Renewed anxieties about global supply shortages are pushing oil prices higher again, the latest sharp moves in three weeks of extraordinary market volatility since Vladimir Putin ordered Russian tanks into Ukraine.

The international oil benchmark Brent crude settled at $107.93 a barrel on Friday, up more than 9 per cent for the preceding two sessions. The price was well below a $139 peak reached on March 7, but still about $10 a barrel more than before the Russian invasion.

Calculating the supply effect of punitive sanctions on Russia, the world’s largest exporter of crude and petroleum products, has been complicated by hopes for peace talks between Moscow and Kyiv and the possibility of eased restrictions on the oil exporters Venezuela and Iran. Lockdowns to contain a new surge of Covid-19 in China, the world’s largest petroleum importer, will diminish some consumption.

“Oil price volatility goes hand in hand with wars involving big oil producers,” said Bill Farren-Price, a director at Enverus, an energy consultancy.

“Supply risk is one thing, but doubts about demand pull the other way. The next big waymarkers will be Europe’s approach to Russian energy sanctions and the Iran nuclear talks, which could prompt a flood of Iranian oil. It’s a giant oily price see-saw.”

Oil prices leapt after the International Energy Agency said on Thursday that Russian crude production could fall by as much as 3mn barrels a day from April, or 3 per cent of the world’s total. The agency, a watchdog for western nations, warned the world could be on the cusp of “the biggest [oil] supply crisis in decades”.

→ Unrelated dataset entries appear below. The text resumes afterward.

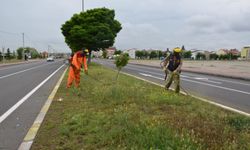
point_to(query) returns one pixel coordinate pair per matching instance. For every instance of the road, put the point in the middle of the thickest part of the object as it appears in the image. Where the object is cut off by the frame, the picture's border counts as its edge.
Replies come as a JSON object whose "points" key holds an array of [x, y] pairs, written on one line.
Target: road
{"points": [[225, 91], [24, 89]]}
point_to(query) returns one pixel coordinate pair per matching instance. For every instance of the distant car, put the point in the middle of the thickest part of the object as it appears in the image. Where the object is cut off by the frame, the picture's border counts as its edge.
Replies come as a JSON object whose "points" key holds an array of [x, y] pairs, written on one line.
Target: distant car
{"points": [[50, 59]]}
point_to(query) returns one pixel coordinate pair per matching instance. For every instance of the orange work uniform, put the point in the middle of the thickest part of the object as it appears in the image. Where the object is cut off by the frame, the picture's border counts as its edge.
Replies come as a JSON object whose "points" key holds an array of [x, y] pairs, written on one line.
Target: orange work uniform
{"points": [[78, 60]]}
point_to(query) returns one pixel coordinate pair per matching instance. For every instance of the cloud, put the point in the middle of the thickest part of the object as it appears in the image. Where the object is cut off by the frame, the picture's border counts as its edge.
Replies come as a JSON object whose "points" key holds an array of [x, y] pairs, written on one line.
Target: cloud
{"points": [[203, 24]]}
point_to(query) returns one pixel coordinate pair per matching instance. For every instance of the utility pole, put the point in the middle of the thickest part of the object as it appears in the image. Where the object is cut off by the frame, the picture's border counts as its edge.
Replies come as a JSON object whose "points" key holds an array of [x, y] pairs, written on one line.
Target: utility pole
{"points": [[23, 46], [3, 53], [82, 5]]}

But price gains will be limited until traders can quantify the extent of Russian supply losses, said other analysts.

Russia’s oil production had actually risen so far in March, said Florian Thaler, chief executive of OilX, which tracks global petroleum flows. Sales of refined products had begun to dip, but crude oil exports remained robust, he said.

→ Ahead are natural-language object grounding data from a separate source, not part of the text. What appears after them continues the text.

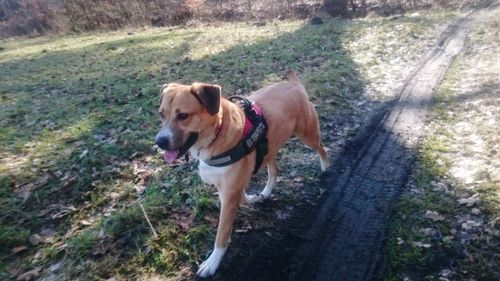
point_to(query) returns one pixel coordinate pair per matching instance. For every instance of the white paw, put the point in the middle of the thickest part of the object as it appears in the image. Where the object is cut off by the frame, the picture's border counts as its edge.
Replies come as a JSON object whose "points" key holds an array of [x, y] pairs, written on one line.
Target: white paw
{"points": [[266, 192], [251, 199], [324, 165], [210, 265]]}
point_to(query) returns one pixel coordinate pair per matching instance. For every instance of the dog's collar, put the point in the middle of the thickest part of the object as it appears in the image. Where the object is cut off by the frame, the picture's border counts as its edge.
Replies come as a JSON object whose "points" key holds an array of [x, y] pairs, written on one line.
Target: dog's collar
{"points": [[254, 137]]}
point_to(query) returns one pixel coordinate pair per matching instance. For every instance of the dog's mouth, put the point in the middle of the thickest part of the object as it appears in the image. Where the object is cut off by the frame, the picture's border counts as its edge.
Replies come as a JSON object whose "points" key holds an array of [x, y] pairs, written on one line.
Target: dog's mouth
{"points": [[172, 155]]}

EU countries and others including China continue to buy Russia’s oil, despite the US ban. Thaler said India, which normally imports about 150,000 b/d of Russian crude, could increase that to more than 500,000 b/d in April.

Russian crude exports were now selling at prices well below Brent to attract buyers, said analysts at Morgan Stanley, “and history suggests that when sufficiently discounted, crude tends to find a market”.

Any loss of Russian output would squeeze a fragile market in which global oil supplies were already failing to keep pace with surging post-pandemic demand, said analysts.

On Thursday, Morgan Stanley raised its Brent price forecast for the third quarter by $20 a barrel to $120 a barrel. Goldman Sachs has raised its forecast to $135 a barrel for the year, but said Brent could reach as high as $175.

Commercial oil stocks in rich countries were rapidly declining as supplies fall short of demand, the IEA said this week. Western countries have also released oil from emergency reserves in a bid to cool oil prices that remain more than twice as high as their long-term historical average.

Some analysts have said that a price jump caused by an emerging supply shock could destroy oil demand, eventually driving down prices.

The Ukraine crisis alone could “appreciably depress global economic growth”, the IEA said. It cut its forecast by about a third for how much more crude the world would use in 2022.

Thaler at OilX pointed to China, where he said imports and demand from refineries were now trending much lower than in 2021.

By contrast, consumption in the US, the world’s biggest petroleum market, has remained close to historic highs above 20mn b/d in recent weeks despite record domestic petrol prices.